Desde hacía tiempo deseaban tener una hija y por fin la mujer abrigó la esperanza de que Dios les haría realidad este anhelo.
La pareja vivía en una casa con una pequeña ventana en la parte trasera, daba a un espléndido jardín, lleno de las más bellas flores y plantas; pero estaba rodeado de un alto muro y nadie osaba entrar a él porque pertenecía a una bruja de gran poder que era temida en toda la comarca.
Cierto día que la mujer se encontraba junto a la ventana mirando hacia el jardín se fijó en ciertos vegetales y sintió el inmenso antojo de comer algunos. El antojo crecía día a día y, como sabía que no podía conseguir ni uno sólo, se demacró totalmente adquiriendo un aspecto pálido y descarnado. Entonces, su marido se asustó y le preguntó:
-¿Qué sucede, esposa mía?
La esposa le habló sobre su creciente deseo y el marido sintió que debería hacer algo…”
Así comienza este cuento con una muralla que separa a las dos figuras femeninas: “la esposa” y “la bruja”. La primera, con su devoto esposo y la segunda, con su jardín maravilloso.
En el medio, el “muro” que separa, divide y provoca una gran sombra: la esposa es estéril y no puede florecer, y la bruja está aislada con sus abundantes recursos.
Podríamos pensar que este comienzo nos relata el sufrimiento que trae la disociación de lo femenino.

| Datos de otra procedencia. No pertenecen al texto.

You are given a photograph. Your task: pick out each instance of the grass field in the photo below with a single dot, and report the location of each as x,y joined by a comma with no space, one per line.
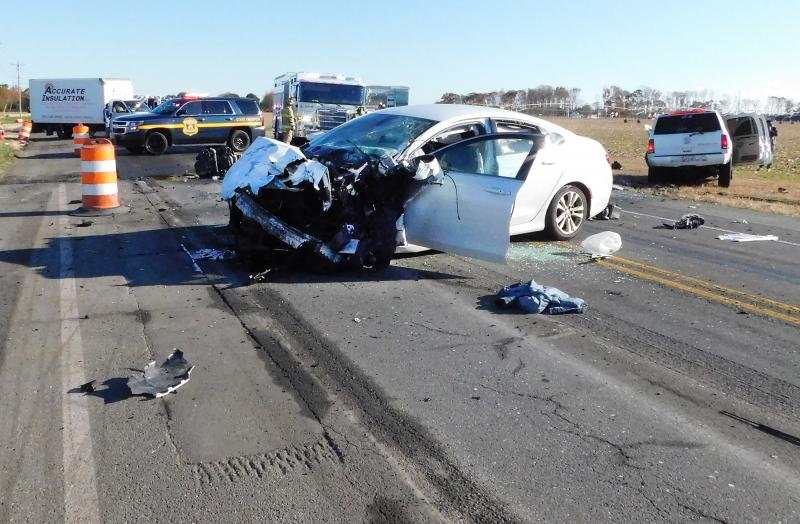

Imaginamos que a la esposa le gustaría ser fructífera como las plantas de la bruja vistas a través de su pequeña ventana y que a la bruja le gustaría transmitir sus habilidades y conocimientos a la próxima generación, aunque no puede…
El marido intenta lograr una conexión entre el anhelo de su esposa y la abundancia de la bruja. Pero su invasivo intento de sustraer parte de los frutos de la bruja constela su rapacidad, que arrebata a la niña por nacer.